Chapter Ten

Training & Optimisation

Learning Objectives
  1. Explain stochastic gradient descent and its mini-batch variant, including the role of batch size
  2. Compare adaptive optimisers (Adam, RMSProp, AdaGrad) to vanilla SGD and describe when each is preferred
  3. Apply batch normalisation and related normalisation layers to stabilise deep network training
  4. Use regularisation techniques (dropout, weight decay, data augmentation) to reduce overfitting
  5. Design learning rate schedules (warmup, cosine decay, step decay) and tune hyperparameters systematically

You have built a neural network with millions of parameters. Now you need those parameters to take on values that make good predictions — not just on the training data, but on data the model has never seen. That is the training problem.

It sounds simple: compute the gradient, step downhill, repeat. In practice, it is one of the hardest parts of deep learning. The loss landscape is full of saddle points, narrow valleys, and flat regions. Your gradient estimates are noisy because you compute them on small batches, not the full dataset. And the choices you make — which optimiser, what learning rate, how much regularisation — can mean the difference between a model that works and one that fails to learn at all.

This chapter covers the practical toolkit for training neural networks. You will learn SGD and its variants, adaptive optimisers like Adam, batch normalisation, regularisation, learning rate schedules, and hyperparameter tuning.

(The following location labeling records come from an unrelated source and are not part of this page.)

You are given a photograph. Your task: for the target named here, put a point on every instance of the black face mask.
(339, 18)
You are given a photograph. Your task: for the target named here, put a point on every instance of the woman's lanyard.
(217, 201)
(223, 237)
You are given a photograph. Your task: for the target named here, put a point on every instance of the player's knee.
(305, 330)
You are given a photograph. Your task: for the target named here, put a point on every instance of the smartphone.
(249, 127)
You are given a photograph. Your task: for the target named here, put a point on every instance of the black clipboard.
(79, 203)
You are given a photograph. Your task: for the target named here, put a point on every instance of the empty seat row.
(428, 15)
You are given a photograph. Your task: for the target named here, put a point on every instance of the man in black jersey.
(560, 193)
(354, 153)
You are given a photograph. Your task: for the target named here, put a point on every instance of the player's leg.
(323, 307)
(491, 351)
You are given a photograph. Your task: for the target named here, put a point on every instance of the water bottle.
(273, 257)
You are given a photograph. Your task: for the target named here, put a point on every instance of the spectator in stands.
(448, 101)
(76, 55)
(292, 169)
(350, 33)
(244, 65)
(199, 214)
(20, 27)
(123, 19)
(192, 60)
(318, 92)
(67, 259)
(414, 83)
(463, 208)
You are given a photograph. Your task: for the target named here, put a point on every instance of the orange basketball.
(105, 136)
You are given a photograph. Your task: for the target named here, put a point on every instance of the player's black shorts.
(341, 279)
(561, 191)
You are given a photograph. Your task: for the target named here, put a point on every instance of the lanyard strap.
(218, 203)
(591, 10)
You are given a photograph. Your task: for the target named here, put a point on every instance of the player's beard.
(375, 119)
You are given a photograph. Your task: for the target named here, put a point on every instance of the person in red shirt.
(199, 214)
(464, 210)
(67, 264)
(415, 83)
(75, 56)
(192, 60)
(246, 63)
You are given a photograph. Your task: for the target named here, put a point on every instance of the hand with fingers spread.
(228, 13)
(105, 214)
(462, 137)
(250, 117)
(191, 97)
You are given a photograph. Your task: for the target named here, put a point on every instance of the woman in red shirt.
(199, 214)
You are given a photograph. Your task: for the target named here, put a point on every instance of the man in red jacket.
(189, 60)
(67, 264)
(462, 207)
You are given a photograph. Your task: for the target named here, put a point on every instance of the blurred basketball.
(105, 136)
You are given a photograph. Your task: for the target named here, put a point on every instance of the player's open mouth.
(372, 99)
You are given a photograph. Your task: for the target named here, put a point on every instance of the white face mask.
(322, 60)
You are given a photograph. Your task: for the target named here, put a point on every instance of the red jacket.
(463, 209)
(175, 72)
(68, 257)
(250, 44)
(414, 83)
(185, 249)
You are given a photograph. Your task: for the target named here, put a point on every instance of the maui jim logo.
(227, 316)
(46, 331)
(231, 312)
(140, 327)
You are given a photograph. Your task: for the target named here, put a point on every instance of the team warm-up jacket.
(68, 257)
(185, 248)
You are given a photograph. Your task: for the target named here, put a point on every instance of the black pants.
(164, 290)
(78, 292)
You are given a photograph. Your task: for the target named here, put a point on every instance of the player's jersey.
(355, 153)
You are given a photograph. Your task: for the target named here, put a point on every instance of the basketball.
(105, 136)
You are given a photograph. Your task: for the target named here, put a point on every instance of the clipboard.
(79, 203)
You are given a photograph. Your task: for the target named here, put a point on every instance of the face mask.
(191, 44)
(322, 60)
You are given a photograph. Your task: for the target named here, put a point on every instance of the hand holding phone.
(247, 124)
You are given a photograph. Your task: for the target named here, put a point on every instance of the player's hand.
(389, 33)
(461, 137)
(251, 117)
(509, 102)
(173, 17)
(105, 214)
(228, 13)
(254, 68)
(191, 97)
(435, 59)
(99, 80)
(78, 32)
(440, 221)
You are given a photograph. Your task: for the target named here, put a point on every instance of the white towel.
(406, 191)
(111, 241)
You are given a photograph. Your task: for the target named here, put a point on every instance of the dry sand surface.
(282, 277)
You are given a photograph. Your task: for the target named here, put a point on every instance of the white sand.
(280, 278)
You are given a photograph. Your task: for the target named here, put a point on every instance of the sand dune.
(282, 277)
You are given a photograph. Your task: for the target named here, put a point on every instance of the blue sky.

10.1   Stochastic Gradient Descent

Batch Gradient Descent

In the simplest version, you compute the gradient of the loss over the entire training set and update: ww − η ∇w L, where η is the learning rate. This always follows the true steepest descent direction. But it is too slow for modern datasets. A single update requires a forward and backward pass through every example.

Mini-Batch SGD

SGD Robbins, 1951 estimates the gradient from a small random subset — a mini-batch of size B:

w L ≈ (1/B) Σi=1^B^ ∇w l(xi, yi; w)

This estimate is unbiased (its expected value equals the true gradient) but noisy. The noise decreases as the batch grows. In practice, batch sizes of 32 to 512 balance noise against GPU throughput.

Why Noise Helps

The noise in SGD is not just a cost — it is a feature. It acts as implicit regularisation, steering the optimiser away from sharp, narrow minima that generalise poorly. SGD with moderate noise preferentially finds flat minima — regions where the loss does not change much if you perturb the weights. Flat minima generalise better because the model's predictions stay stable when the data distribution shifts slightly between training and test time.

Momentum

Plain SGD can oscillate in narrow valleys. Momentum fixes this by accumulating a moving average of past gradients:

  • v ← μv − η ∇w L
  • ww + v

The momentum coefficient μ is typically 0.9 or 0.99. Think of a ball rolling downhill: momentum lets it coast through small bumps and shallow local minima instead of getting stuck. This simple addition often dramatically speeds up convergence.

Nesterov Momentum

Nesterov accelerated gradient (NAG) does a "lookahead" before computing the gradient. It first takes a tentative step in the momentum direction, computes the gradient at that lookahead point, and then corrects. This is especially effective late in training, when the optimiser is oscillating around a minimum and needs to slow down.

SGD Is Still First-Class

Despite fancier optimisers, SGD with momentum remains the default in many computer vision pipelines. It often finds solutions that generalise as well as or better than adaptive methods — though it may need more careful tuning.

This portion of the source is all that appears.